Aunque era cierto que las avispas no caían simpáticas, y los dulces animales las rehuían, sobre todo los que habían probado el sabor de su veneno, para ellas sólo hubo palabras de aliento y de apoyo en su justa reivindicación de venganza.
A ese mostrenco achocolatado había que desterrarlo. Se oyeron gritos de: “¡Fuera! ¡Fuera!”. La solidaridad con las diezmadas avispas se tradujo en una condena unánime.
Todas las soluciones que habían propuesto al oso, habían caído en saco roto. Todas habían sido desatendidas. Los aguijonazos recibidos, que serían dolorosos pero que no eran mortales, estaban justificados.
Era un animal violento, incapaz de controlar sus estados de ánimo. Un peligro público como lo demostraban su conducta antisocial, su ofuscación asesina y su perseverancia en el error. La masacre perpetrada no podía quedar impune.

III
Tras el veredicto y la sentencia, se planteó el problema de quién le ponía el cascabel al oso. Automáticamente la tropa dio un paso atrás.
Por fortuna, las martas y los armiños habían previsto esta contingencia. Ellos conocían a una manada de lobos que estarían encantados no sólo de llevar el mandato de expulsión, sino de hacerlo cumplir.
Río de por medio, puesto que, por muchos pactos de convivencia que hubiese entre ellos, era más prudente mantener las distancias, desde su orilla, una delegación de mustélidos comunicó el fallo de la asamblea a los cánidos.

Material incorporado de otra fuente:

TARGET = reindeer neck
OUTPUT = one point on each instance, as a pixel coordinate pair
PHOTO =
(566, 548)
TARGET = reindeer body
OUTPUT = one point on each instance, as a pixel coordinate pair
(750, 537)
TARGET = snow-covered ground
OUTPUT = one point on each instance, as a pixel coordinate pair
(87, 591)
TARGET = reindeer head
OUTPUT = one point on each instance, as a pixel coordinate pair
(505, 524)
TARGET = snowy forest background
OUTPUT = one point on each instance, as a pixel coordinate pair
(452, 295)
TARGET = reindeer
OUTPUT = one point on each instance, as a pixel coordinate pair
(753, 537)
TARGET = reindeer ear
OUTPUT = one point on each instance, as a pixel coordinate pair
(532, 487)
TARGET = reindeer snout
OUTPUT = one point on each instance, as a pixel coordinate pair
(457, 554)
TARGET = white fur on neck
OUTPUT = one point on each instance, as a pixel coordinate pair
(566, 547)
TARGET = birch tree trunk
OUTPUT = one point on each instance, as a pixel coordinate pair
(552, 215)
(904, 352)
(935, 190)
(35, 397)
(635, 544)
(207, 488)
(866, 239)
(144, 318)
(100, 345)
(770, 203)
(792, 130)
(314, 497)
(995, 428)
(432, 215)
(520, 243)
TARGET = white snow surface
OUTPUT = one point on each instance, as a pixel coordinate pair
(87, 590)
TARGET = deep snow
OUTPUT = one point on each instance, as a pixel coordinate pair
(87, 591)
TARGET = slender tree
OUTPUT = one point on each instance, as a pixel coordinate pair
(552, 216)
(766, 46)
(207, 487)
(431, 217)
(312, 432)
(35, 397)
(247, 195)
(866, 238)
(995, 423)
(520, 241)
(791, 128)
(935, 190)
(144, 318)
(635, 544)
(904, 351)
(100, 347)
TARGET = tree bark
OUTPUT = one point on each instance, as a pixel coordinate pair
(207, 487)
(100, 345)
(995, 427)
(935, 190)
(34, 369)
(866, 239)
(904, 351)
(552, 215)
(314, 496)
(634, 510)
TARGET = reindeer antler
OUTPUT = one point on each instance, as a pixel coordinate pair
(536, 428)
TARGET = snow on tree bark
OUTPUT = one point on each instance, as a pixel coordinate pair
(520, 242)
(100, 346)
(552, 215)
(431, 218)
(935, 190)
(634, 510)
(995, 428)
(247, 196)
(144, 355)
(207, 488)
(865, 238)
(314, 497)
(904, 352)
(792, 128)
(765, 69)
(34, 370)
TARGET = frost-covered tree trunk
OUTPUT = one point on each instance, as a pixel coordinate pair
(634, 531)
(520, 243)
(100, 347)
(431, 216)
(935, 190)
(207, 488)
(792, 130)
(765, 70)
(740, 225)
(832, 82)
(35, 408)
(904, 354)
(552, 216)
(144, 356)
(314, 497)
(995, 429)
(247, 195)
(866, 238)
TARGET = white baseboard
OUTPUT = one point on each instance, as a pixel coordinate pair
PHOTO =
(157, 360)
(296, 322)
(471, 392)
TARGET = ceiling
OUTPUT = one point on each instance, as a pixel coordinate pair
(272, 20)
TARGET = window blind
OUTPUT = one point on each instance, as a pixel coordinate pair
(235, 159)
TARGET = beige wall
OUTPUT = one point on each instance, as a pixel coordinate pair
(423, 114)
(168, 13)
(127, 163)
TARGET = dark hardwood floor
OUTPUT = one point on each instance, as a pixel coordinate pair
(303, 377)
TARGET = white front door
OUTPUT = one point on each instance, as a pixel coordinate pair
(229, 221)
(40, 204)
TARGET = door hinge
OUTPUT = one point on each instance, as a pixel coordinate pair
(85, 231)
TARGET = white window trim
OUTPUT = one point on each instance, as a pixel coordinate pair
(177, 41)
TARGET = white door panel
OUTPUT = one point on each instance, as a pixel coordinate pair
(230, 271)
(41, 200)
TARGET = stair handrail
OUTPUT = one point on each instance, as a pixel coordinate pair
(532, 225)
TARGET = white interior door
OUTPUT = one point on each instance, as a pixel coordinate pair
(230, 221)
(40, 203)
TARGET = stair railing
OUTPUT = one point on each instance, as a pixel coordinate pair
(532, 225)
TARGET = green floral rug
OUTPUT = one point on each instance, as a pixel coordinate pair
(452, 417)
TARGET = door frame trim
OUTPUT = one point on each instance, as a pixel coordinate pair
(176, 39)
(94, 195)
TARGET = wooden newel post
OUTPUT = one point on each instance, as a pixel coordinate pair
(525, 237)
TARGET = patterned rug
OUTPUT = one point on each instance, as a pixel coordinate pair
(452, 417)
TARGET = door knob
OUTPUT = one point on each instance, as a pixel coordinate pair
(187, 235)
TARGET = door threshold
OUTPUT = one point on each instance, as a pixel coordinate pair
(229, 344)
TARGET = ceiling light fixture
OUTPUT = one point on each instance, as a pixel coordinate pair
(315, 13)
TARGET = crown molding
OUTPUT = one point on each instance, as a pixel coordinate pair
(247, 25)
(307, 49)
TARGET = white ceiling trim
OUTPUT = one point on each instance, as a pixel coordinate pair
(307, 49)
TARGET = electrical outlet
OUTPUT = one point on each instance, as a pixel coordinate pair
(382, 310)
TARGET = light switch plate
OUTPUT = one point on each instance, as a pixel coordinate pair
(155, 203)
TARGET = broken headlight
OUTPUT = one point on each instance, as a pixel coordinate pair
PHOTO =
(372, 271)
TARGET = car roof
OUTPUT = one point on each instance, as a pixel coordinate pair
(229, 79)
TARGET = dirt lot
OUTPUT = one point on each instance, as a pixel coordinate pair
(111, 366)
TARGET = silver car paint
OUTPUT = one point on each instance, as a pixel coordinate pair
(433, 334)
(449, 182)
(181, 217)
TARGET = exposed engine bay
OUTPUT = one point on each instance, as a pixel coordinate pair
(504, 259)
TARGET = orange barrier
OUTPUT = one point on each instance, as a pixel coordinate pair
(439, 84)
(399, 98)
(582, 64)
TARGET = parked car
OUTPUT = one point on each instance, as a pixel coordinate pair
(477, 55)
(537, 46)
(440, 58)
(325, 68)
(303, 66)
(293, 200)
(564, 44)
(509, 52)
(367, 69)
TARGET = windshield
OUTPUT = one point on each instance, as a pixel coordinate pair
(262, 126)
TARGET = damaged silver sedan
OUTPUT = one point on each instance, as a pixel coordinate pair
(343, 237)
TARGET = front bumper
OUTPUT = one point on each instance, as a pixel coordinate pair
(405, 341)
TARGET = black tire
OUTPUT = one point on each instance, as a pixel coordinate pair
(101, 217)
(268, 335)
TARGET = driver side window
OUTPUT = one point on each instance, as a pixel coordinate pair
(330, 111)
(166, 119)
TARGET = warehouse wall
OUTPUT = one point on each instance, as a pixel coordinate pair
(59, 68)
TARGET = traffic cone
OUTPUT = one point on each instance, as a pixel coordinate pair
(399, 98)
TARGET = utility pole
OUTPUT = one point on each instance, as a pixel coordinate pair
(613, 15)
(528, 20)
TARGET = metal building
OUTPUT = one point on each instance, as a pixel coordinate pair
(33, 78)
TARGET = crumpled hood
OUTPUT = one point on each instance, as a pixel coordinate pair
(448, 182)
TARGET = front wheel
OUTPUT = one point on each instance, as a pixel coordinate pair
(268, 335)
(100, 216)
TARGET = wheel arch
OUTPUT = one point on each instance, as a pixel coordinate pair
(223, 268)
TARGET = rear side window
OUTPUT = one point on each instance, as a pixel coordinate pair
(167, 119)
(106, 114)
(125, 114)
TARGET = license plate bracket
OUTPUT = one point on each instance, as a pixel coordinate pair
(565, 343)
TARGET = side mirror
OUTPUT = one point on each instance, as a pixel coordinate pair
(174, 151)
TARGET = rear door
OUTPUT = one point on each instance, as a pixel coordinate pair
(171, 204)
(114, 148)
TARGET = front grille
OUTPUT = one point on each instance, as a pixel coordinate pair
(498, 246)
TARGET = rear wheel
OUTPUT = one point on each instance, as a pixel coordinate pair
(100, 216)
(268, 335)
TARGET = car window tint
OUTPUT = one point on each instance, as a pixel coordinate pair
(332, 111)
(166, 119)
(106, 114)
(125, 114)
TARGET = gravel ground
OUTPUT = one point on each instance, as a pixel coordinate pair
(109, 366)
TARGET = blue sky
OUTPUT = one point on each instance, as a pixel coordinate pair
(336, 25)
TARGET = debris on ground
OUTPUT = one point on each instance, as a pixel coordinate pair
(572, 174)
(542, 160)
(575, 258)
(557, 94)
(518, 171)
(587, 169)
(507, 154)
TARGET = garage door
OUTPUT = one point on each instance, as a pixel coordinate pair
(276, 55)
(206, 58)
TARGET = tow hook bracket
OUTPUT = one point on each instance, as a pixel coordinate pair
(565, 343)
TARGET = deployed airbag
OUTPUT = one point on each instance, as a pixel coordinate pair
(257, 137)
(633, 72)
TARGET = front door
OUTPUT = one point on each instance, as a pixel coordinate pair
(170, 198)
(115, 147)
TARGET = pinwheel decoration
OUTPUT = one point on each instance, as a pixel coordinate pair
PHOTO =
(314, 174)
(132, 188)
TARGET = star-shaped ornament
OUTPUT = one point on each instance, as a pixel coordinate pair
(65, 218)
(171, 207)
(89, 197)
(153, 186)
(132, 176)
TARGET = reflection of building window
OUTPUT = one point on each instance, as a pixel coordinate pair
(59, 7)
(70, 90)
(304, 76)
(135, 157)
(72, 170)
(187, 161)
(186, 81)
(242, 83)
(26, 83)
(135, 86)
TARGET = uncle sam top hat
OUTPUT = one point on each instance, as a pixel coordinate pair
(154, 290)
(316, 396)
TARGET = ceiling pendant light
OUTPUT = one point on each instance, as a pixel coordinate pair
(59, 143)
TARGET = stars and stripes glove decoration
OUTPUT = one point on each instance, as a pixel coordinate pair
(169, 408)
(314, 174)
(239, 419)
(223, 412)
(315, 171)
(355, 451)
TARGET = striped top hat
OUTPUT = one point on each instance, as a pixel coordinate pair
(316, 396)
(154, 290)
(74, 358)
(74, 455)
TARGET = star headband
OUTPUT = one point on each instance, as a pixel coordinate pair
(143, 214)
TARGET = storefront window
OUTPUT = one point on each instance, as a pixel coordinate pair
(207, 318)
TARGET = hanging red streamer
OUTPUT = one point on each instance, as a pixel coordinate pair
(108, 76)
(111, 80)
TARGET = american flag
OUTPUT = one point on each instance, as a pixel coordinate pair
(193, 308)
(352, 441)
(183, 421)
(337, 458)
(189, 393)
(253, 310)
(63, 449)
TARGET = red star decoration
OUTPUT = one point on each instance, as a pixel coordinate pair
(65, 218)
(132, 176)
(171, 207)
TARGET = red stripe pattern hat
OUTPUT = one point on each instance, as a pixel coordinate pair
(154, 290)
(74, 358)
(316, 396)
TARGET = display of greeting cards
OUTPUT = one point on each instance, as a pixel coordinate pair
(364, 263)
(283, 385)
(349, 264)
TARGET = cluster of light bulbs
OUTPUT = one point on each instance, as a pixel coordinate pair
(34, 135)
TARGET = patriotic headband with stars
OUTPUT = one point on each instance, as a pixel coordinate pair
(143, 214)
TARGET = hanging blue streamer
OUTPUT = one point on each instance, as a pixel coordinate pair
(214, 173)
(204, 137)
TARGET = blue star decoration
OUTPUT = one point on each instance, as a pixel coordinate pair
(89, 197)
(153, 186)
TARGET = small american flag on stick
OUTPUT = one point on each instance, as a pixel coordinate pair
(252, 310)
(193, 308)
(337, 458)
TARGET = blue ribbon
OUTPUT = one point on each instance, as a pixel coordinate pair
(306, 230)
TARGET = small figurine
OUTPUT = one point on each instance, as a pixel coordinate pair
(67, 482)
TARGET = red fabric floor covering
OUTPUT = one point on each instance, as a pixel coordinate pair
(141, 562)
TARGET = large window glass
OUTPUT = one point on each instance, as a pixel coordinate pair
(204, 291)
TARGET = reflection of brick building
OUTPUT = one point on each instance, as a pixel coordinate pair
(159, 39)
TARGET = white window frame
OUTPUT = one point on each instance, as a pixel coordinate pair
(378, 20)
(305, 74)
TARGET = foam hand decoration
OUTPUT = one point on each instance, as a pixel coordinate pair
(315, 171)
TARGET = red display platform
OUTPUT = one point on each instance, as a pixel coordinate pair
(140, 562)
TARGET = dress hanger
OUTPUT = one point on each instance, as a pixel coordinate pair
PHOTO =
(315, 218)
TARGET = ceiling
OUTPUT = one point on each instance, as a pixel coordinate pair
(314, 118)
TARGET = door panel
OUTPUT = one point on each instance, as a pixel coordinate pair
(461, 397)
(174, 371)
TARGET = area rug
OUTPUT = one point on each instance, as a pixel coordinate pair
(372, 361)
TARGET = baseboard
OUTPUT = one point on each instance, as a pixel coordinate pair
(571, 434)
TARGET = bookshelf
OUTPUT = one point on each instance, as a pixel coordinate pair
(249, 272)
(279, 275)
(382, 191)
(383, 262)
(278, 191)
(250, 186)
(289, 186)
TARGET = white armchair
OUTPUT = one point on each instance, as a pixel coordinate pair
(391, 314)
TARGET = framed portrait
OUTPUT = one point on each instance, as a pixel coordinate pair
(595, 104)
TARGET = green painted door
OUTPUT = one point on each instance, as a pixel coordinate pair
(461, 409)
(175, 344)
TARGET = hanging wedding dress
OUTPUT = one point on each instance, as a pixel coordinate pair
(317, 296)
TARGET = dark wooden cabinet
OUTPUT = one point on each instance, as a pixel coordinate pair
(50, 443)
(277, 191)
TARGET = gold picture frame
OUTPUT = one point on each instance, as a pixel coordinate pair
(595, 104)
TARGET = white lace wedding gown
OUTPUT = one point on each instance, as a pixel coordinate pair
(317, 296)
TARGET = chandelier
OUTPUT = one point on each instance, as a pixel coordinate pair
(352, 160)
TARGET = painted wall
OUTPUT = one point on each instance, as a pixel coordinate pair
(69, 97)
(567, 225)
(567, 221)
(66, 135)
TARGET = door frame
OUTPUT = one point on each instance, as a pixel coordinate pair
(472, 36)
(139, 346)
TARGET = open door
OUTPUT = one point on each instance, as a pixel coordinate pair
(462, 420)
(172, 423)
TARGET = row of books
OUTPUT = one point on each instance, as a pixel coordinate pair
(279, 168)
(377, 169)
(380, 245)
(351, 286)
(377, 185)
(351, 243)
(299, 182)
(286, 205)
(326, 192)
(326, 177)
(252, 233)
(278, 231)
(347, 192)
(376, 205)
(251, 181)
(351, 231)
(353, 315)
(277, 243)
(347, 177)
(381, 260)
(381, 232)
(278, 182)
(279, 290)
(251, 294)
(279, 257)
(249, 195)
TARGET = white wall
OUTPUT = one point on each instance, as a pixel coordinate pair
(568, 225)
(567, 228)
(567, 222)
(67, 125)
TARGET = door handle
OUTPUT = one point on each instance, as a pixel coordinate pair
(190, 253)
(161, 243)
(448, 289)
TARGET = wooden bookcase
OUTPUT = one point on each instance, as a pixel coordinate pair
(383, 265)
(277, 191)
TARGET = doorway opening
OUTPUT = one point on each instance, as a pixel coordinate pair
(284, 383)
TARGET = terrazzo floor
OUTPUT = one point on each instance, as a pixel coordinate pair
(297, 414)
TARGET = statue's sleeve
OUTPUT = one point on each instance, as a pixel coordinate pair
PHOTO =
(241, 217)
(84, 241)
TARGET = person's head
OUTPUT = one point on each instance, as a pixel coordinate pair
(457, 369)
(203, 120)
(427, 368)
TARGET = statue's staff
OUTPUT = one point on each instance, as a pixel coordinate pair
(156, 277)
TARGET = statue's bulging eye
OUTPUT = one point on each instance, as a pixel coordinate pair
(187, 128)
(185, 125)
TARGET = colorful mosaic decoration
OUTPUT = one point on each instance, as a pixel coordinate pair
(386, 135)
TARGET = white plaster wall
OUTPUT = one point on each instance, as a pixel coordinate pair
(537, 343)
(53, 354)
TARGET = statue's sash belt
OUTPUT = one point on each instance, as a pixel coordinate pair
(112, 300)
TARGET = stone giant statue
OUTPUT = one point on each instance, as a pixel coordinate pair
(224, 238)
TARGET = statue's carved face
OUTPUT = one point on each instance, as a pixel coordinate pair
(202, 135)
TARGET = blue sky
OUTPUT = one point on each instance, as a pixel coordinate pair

Los lobos entornaron sus ojos oblicuos y, mostrando sus afilados colmillos en una sonrisa que heló la sangre de los pequeños mamíferos, se despidieron asegurando a sus aliados que quedarían satisfechos.
“Ésos piensan darse una comilona” dijo un armiño. Ninguno de los presentes replicó nada.
Al día siguiente, río de por medio, volvieron a verse. Los dulces animales del bosque querían saber si sus socios habían cumplido el encargo, aunque no estuvieran interesados en saber cómo.
Los lobos no estaban de buen humor. Rebullían, se acercaban a la orilla del agua como si quisieran beber o saltar. No paraban de gruñir. ¿Qué les ocurría?
El jefe de la manada habló por fin. Empezó preguntando por qué los habían engañado. Los dulces animales, cada vez más nerviosos, no comprendían nada.
El lobo explicó que en la osera no había nadie. Esa cueva maloliente estaba vacía. “¿Qué quieres decir con que no hay nadie?” preguntó asombrada la comadreja. “Quiero decir exactamente eso” fue la cortante respuesta.
Los dulces animales se miraron unos a otros. La luz se hizo en su entendimiento. El oso se había ido. Él mismo había tomado la decisión de abandonar el bosque. Había llegado a la conclusión, a pesar de su cazurrería, de que era preferible vivir en un lugar menos fino pero más respetuoso.